We piled up a high tomb of his native earth.
Then we moved to the young girl’s rocky cave,
the hollow cavern of that bride of death.
From far away one man heard a voice
coming from the chamber where we’d put her
without a funeral—a piercing cry.
He went to tell our master Creon,
who, as he approached the place, heard the sound,
an unintelligible scream of sorrow.
He groaned and then spoke out these bitter words,
“Has misery made me a prophet now?
And am I travelling along a road
that takes me to the worst of all disasters?
I’ve just heard the voice of my own son.
You servants, go ahead—get up there fast.

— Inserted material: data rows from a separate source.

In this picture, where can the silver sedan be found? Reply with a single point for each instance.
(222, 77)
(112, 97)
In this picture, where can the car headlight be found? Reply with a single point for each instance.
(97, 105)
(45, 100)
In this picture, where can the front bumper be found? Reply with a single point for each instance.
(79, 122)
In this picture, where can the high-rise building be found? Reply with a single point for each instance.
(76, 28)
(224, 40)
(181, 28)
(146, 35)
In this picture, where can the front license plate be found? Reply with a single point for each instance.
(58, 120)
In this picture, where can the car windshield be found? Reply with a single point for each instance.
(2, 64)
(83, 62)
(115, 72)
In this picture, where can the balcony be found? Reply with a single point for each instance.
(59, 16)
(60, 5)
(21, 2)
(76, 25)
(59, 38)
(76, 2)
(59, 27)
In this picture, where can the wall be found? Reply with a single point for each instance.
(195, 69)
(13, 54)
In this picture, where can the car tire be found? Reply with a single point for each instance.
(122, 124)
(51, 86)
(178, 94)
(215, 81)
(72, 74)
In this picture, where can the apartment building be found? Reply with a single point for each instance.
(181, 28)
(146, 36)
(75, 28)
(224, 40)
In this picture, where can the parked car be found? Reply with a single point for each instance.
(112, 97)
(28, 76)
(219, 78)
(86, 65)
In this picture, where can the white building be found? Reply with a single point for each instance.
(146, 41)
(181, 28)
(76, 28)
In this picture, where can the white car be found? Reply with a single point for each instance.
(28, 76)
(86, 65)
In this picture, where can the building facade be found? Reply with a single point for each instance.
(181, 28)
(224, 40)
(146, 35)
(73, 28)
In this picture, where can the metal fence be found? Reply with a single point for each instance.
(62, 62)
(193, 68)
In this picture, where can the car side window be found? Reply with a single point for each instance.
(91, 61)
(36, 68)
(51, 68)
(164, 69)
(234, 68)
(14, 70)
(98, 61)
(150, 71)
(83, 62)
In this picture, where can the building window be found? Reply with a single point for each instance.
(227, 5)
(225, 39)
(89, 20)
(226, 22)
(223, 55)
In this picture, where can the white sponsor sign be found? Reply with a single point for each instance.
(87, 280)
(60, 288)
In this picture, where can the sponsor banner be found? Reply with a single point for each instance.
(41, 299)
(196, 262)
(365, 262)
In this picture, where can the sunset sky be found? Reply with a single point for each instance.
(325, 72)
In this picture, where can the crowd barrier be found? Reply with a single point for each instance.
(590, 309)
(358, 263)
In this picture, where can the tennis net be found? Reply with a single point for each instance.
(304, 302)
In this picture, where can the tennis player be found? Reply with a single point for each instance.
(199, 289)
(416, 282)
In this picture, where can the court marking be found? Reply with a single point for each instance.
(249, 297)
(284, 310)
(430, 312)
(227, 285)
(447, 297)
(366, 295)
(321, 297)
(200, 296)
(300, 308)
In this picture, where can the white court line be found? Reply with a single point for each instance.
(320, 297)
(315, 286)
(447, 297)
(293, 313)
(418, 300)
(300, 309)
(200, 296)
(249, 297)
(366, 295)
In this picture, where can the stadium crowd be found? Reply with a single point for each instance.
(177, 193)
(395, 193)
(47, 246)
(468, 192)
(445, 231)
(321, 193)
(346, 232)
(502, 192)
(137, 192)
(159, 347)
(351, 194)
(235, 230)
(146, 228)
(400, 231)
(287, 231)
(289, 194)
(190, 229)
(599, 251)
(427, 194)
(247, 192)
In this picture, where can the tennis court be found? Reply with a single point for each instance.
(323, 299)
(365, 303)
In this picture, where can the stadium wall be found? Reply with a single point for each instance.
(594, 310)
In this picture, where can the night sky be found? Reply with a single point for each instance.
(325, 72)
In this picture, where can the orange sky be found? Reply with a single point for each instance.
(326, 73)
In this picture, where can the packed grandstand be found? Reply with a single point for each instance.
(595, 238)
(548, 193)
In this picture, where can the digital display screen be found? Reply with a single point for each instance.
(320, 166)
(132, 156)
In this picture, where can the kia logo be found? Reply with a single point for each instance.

Remove the stones piled in the entrance way,
then stand beside the tomb and look in there
to see if that was Haemon’s voice I heard,
or if the gods have been deceiving me.”
Following what our desperate master asked,
we looked. In the furthest corner of the tomb
we saw Antigone hanging by the neck,
held up in a noose—fine woven linen.
Haemon had his arms around her waist—
he was embracing her and crying out
in sorrow for the loss of his own bride,
now among the dead, his father’s work,
and for his horrifying marriage bed.
Creon saw him, let out a fearful groan,
then went inside and called out anxiously,
“You unhappy boy, what have you done?
What are you thinking? Have you lost your mind?
Come out, my child—I’m begging you—please come.”
But the boy just stared at him with savage eyes,
spat in his face and, without saying a word,
drew his two-edged sword. Creon moved away,
so the boy’s blow failed to strike his father.
Angry at himself, the ill-fated lad
right then and there leaned into his own sword,
driving half the blade between his ribs.
While still conscious he embraced the girl
in his weak arms, and, as he breathed his last,
he coughed up streams of blood on her fair cheek.
Now he lies there, corpse on corpse, his marriage
has been fulfilled in chambers of the dead.
The unfortunate boy has shown all men
how, of all the evils which afflict mankind,
the most disastrous one is thoughtlessness.